In a statement to reporters, MasterCard spokesman Mike Weitzman said that payment fraud usually shifts to the "least secure channel." With most merchants expected to adopt contactless EMV card readers before the end of 2015, ATMs could become a target for criminals who manufacture fake debit and credit cards using cloned magnetic stripe data. Technology roadmaps previously announced by MasterCard, Visa, and American Express include a "liability shift" that forces merchants to pay for preventable fraud.

The announcement gives banks, ATM operators, and equipment manufacturers more than four years to cycle EMV cards and equipment into circulation. Bank of America, PNC, Wells Fargo, Citi, and Chase have already started including contactless EMV chips in new debit and credit cards. Citi and Chase also issue first-generation EMV credit cards for select travel and business credit cards, such as the British Airways Signature Visa Card and the Citi Executive/AAdvantage World EliteTM MasterCard.

EMV payment cards linked to shrinking fraud losses in Europe

While not immune from fraud, EMV-enabled debit and credit cards require much more sophistication to clone, compared to the magnetic stripe cards popular among Americans today. MasterCard helped standardize the technology in Europe, first with embedded smart chips and later with PayPass-branded contactless chips.

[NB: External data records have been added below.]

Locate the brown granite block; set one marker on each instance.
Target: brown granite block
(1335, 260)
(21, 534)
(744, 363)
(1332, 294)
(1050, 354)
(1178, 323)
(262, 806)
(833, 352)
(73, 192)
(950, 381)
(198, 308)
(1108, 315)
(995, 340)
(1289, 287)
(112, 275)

Payment platform providers have stated that they will not require the "chip-and-PIN" authentication system that has become a standard throughout Europe. However, a similar liability shift for European retailers has resulted in very few retailers outside major tourist destinations willing to accept cards with magnetic stripes. A Federal Reserve study shows consistent decreases in debit and credit card fraud in the UK after 2005, the year that banks there started holding merchants responsible for fraudulent transactions.